“Heartbleed” is the name of a bug that has caused information stored on over half a million of the Internet’s most trusted sites to be vulnerable to attacks. Although the bug was only discovered recently, it has left information exposed for upwards of two years; it is endemic of more systemic problems with Internet security and privacy law. Although this bug has largely been patched and fixed, it raises lingering concerns about the privacy of our information online.
The Heartbleed bug is a software fault in OpenSSL script that leaves private information vulnerable and exposed. Put simply, OpenSSL encrypts information users send to a website’s server, like passwords and credit card information. What the Heartbleed bug did was allow someone to have a server “echo back” that information.
A good example that is floating around is someone asking a server to say “bird” to tell the user the server is there–so the server echoes back the word “bird.” What the flaw allowed that person to do is ask the server to echo back “bird + 1000 words,” and get their command–word bird–along with the next 1,000 words on the server, which are inevitably commands of other users, like passwords and credit card information. Now, to be clear, this is not a virus, but simply a deficiency in one of the Internet’s most trusted security protocols.
In the wake of the news surrounding the Heartbleed bug, unscrupulous individuals have started exploiting the vulnerability. Many of these scams mimic Internet security sites expressing concern over theft of sensitive information. Moreover, hackers have started selling the code that allegedly can bypass the patched version of OpenSSL and still exploit the Heartbleed bug. Police in Canada have already arrested one 19 year old in connection to exploiting the Heartbleed bug.
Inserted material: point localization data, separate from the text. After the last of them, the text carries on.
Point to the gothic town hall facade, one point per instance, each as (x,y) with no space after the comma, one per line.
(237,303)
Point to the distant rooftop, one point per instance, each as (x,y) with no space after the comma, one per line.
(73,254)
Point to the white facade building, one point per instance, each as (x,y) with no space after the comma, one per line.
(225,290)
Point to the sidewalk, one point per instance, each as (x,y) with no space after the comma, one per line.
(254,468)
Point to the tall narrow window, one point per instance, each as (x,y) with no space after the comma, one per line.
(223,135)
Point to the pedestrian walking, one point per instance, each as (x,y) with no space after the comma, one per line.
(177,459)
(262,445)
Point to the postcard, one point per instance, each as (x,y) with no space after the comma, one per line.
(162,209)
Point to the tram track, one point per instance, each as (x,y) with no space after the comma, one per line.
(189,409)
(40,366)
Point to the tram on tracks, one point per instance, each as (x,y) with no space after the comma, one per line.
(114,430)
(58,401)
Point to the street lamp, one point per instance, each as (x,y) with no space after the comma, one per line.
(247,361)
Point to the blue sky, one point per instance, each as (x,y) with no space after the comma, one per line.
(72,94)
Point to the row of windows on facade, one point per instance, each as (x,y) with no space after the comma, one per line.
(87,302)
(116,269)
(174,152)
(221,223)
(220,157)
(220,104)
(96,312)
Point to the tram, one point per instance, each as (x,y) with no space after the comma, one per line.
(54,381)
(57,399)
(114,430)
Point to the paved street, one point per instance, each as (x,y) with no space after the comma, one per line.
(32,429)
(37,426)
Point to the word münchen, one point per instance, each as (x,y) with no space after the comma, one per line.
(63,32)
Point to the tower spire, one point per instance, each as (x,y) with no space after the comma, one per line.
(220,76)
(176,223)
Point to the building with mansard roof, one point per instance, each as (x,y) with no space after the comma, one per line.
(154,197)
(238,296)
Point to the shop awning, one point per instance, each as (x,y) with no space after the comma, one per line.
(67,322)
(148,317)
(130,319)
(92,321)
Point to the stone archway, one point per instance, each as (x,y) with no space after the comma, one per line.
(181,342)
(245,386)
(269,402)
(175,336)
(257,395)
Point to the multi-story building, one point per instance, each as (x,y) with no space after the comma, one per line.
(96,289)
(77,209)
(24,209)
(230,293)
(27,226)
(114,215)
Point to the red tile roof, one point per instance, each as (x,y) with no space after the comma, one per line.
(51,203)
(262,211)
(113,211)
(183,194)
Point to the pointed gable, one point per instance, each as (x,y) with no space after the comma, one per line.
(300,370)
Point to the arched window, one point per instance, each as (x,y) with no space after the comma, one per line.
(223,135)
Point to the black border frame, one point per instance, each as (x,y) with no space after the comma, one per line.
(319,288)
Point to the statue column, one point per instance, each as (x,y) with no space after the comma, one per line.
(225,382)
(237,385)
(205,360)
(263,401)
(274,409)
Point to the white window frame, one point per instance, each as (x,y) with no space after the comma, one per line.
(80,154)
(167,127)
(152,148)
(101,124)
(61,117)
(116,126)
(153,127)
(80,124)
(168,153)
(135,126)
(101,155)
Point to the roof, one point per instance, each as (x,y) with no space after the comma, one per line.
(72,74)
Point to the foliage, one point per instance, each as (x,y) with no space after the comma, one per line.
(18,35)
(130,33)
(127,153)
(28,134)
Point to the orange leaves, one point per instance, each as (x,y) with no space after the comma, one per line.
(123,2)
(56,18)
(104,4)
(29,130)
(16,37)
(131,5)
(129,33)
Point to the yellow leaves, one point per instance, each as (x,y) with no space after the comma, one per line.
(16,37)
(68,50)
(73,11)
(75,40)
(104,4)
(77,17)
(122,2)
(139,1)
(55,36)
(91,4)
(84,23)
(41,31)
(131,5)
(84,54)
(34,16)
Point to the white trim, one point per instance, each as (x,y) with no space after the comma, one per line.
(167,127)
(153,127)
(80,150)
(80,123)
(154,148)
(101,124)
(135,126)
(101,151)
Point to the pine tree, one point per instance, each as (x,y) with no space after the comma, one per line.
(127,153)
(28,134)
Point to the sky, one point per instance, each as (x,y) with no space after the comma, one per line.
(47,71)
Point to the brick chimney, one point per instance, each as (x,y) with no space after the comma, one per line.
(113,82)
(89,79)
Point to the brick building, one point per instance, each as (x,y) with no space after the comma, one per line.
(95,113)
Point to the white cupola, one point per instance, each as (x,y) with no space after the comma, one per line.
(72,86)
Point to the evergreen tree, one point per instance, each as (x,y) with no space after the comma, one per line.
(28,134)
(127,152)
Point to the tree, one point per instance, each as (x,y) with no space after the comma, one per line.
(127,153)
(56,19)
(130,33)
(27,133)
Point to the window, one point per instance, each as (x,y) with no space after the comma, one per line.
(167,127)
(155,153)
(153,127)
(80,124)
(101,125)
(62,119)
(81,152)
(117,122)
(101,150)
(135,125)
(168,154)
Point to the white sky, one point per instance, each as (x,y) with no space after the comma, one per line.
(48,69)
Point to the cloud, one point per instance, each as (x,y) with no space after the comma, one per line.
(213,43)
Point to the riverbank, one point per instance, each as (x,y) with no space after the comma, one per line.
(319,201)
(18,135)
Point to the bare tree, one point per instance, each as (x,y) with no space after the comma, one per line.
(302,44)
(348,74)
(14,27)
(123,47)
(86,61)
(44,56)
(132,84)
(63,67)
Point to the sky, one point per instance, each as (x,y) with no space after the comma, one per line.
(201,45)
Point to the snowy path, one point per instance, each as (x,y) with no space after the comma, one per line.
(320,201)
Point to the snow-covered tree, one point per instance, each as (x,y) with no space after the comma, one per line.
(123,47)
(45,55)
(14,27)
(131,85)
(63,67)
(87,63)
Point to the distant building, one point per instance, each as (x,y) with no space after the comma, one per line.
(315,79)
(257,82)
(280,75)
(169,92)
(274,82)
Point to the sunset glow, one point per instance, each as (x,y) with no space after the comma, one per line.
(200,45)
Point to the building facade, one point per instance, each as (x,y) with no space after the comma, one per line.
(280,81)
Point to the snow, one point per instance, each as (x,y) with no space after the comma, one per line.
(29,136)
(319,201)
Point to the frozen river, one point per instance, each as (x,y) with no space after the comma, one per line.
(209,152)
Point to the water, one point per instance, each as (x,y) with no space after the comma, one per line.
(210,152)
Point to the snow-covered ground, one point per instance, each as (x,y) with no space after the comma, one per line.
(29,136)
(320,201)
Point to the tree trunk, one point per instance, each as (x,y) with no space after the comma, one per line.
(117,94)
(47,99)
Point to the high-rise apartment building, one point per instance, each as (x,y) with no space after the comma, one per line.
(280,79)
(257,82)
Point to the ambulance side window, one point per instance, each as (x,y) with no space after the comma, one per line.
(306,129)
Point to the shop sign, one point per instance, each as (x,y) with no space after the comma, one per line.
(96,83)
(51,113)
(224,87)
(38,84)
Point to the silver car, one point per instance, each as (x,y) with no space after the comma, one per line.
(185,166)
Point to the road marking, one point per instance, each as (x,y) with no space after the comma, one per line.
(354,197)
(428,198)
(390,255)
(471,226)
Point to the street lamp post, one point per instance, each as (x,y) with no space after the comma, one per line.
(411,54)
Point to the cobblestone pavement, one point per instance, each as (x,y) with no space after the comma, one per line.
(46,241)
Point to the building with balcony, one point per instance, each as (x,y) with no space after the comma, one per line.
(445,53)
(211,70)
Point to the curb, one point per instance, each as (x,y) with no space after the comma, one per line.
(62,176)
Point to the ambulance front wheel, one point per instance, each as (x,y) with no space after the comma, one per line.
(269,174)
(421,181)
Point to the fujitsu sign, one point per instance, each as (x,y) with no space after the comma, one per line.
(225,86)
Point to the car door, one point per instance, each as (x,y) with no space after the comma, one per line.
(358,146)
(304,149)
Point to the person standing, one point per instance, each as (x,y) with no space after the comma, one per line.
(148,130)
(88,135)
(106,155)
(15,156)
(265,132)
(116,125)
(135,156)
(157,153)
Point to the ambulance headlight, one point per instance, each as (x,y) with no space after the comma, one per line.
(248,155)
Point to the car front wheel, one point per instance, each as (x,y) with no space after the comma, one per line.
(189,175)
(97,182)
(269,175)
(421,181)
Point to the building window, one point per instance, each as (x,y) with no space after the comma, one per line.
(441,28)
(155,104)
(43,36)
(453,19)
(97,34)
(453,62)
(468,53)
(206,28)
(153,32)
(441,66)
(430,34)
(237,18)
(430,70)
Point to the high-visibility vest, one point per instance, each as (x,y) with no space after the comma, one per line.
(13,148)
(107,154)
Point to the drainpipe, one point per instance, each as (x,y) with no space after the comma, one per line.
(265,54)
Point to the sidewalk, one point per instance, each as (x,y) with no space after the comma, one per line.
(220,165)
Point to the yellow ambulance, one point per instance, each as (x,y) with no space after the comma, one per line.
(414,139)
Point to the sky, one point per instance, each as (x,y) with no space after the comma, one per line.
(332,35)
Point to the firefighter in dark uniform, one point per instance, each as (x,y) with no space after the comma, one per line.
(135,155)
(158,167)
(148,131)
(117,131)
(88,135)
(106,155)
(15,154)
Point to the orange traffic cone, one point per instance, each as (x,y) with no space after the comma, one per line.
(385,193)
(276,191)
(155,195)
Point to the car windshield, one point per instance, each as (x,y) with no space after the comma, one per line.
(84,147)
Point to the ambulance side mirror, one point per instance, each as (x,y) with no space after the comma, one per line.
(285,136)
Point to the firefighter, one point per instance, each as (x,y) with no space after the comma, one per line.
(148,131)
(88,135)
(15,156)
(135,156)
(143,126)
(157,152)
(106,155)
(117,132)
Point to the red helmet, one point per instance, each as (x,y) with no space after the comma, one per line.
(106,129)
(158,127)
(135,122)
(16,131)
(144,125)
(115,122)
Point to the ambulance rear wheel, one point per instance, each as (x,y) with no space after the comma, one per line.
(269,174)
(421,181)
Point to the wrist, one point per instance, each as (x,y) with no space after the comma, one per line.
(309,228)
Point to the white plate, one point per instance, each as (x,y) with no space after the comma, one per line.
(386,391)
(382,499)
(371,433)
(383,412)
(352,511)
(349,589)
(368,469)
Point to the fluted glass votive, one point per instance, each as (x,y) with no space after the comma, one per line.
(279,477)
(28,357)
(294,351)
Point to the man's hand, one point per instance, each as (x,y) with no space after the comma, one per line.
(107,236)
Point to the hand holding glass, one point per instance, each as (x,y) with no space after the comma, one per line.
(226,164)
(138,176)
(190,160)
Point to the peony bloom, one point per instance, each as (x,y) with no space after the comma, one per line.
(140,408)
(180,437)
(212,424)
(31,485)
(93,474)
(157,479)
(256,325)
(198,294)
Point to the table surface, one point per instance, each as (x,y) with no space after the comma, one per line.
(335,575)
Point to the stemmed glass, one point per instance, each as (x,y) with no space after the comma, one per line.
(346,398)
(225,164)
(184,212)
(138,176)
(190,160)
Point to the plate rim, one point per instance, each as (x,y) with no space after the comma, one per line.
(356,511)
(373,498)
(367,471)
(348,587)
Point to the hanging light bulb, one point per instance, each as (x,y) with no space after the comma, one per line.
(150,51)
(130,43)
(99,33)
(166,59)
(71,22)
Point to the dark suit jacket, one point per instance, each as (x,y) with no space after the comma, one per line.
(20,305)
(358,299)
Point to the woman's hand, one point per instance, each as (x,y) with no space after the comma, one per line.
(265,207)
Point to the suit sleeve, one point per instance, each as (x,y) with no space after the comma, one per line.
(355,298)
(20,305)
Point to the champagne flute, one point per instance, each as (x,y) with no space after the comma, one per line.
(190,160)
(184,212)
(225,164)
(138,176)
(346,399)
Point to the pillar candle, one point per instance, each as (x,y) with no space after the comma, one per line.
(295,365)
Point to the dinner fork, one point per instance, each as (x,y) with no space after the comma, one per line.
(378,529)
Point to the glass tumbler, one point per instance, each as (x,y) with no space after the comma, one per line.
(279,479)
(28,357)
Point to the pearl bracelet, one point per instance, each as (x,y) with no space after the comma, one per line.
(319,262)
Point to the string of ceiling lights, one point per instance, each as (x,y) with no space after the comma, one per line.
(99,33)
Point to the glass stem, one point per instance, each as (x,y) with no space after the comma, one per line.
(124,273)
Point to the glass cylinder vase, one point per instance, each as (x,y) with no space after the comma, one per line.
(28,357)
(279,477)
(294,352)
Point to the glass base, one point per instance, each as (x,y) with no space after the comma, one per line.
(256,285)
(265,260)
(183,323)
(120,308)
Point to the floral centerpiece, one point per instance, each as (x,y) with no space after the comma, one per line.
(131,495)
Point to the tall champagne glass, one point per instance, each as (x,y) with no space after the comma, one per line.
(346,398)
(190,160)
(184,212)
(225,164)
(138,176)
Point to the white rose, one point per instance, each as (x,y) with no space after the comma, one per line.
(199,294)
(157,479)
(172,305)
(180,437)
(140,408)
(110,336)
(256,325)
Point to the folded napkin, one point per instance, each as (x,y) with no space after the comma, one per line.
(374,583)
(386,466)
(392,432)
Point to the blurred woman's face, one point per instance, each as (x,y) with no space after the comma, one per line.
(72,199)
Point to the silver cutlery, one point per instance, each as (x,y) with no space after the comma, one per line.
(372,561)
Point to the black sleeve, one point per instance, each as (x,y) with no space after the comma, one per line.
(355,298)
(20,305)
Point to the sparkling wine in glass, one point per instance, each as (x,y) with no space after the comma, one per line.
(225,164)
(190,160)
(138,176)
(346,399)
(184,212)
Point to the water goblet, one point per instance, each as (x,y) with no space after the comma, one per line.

What Should I Do about It?
The news about the Heartbleed bug broke at a less than ideal time: tax season. To make things worse, keeping the example above in mind, changing passwords immediately may have actually made them easier to hack. However, since the bug has been patched, here are a couple of simple things to help you protect your privacy.
- Avoid Using the Same Passwords – It may seem elementary, but using different passwords on websites is one way to ensure that if your information on one site is compromised, your entire digital life isn’t.
- Pick Complicated Passwords – Picking a complicated password may make picking your specific password out of a string of letter and numbers more difficult.
Should I Still Be Concerned about Internet Security?
Privacy lawyers and code writers alike have agreed that Heartbleed was one of the biggest disasters in Internet security. In the aftermath of the disaster, Google, Cisco, and other tech giants have teamed up to help fund and work towards an improved OpenSSL. However, Internet security is simply code crafted by humans; it is therefore prone to human errors which can be exploited by hackers.